Judiciario
MPE pede condenação de Emanuel e mais 7 por esquema na AL
O Ministério Público Estadual (MPE) pediu a condenação do ex-prefeito de Cuiabá Emanuel Pinheiro e dos ex-deputados estaduais José Geraldo Riva e Humberto Melo Bosaipo por ato de improbidade administrativa, além do ressarcimento de R$ 486 mil, atualizados, aos cofres públicos.
A ação apura um suposto esquema de desvio de recursos da Assembleia Legislativa de Mato Grosso (AL-MT), em 2002.

As circunstâncias fáticas permitem concluir, portanto, que todos os requeridos atuaram com manifesto má-fé
A ação foi assinada pelo promotor de Justiça Clóvis de Almeida Júnior, da Coordenadoria de Ações Delegadas (Cadel). Ainda foram denunciados os ex-deputados estaduais José Carlos Freitas Martins e Ernandy Maurício Baracat de Arruda (já falecido), além dos contadores Joel Quirino Pereira, José Quirino Pereira e Benedito Pinto da Silva
Segundo o MPE, o esquema era liderado por Riva e Bosaipo, que ocupavam cargos de comando na Assembleia Legislativa e atuavam como ordenadores de despesas. Eles seriam responsáveis pela emissão dos cheques utilizados para dar aparência de legalidade às operações.

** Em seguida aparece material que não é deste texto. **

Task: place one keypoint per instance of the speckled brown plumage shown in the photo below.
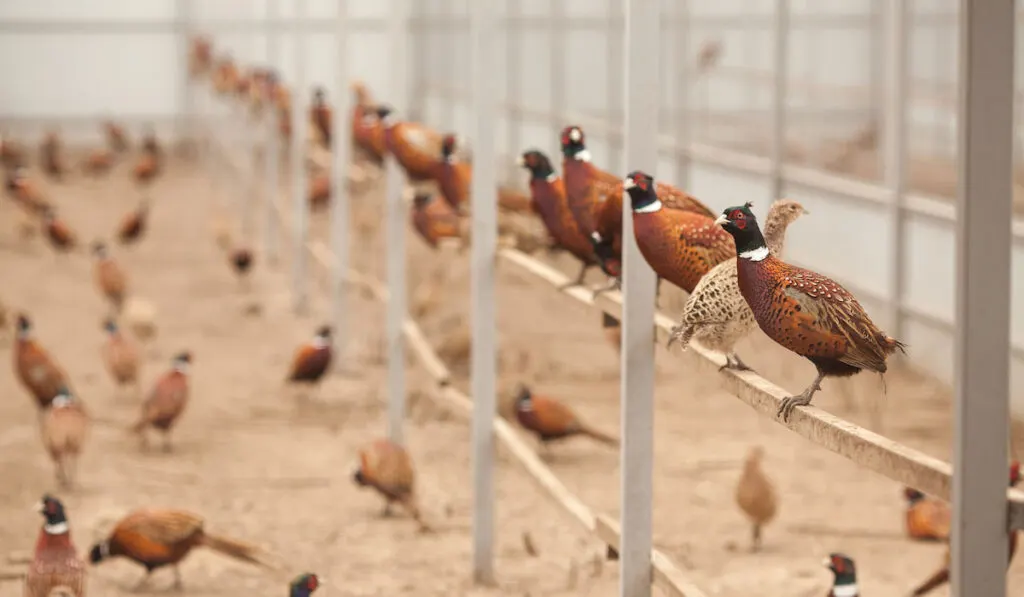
(680, 246)
(804, 311)
(434, 219)
(549, 199)
(716, 314)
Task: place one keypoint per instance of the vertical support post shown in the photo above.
(484, 245)
(395, 227)
(513, 72)
(271, 187)
(341, 134)
(300, 132)
(983, 261)
(897, 34)
(681, 93)
(642, 75)
(781, 59)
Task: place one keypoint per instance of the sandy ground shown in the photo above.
(262, 467)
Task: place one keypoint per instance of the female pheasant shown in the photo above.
(680, 246)
(386, 467)
(303, 586)
(804, 311)
(549, 199)
(163, 537)
(716, 313)
(36, 370)
(845, 576)
(55, 562)
(65, 425)
(551, 420)
(167, 400)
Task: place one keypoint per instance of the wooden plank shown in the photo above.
(898, 462)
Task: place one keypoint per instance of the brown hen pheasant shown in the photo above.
(804, 311)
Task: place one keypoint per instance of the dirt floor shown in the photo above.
(260, 466)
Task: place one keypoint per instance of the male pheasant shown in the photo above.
(680, 246)
(716, 313)
(804, 311)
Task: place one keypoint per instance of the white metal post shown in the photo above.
(897, 30)
(341, 135)
(272, 143)
(642, 97)
(781, 75)
(300, 121)
(484, 235)
(396, 237)
(983, 251)
(681, 93)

Conforme o órgão, o esquema envolveu a emissão de oito cheques da Assembleia Legislativa que totalizavam R$ 486,9 mil. Os títulos foram negociados por meio de uma operação registrada em nome da empresa Marinez Mendes Pacheco-ME junto à Confiança Factoring.
Entretanto, a proprietária da empresa afirmou que nunca realizou a operação e que sequer conhecia as empresas apontadas como beneficiárias dos cheques.
“[…] necessitando de dinheiro para pagamento de despesas pessoais ou decorrentes de campanhas eleitorais, recorriam à Confiança Factoring onde emprestavam dinheiro e, em troca, para garantir a quitação das referidas operações (empréstimos) eram entregues por eles cheques emitidos contra a conta corrente da Casa Legislativa, nominais a supostos fornecedores da AL/MT e registrados junto à factoring como se estivessem sendo descontados em uma operação de fomento mercantil, tudo como forma de encobrir o desvio e a apropriação indevida de recursos públicos”, escreveu o promotor.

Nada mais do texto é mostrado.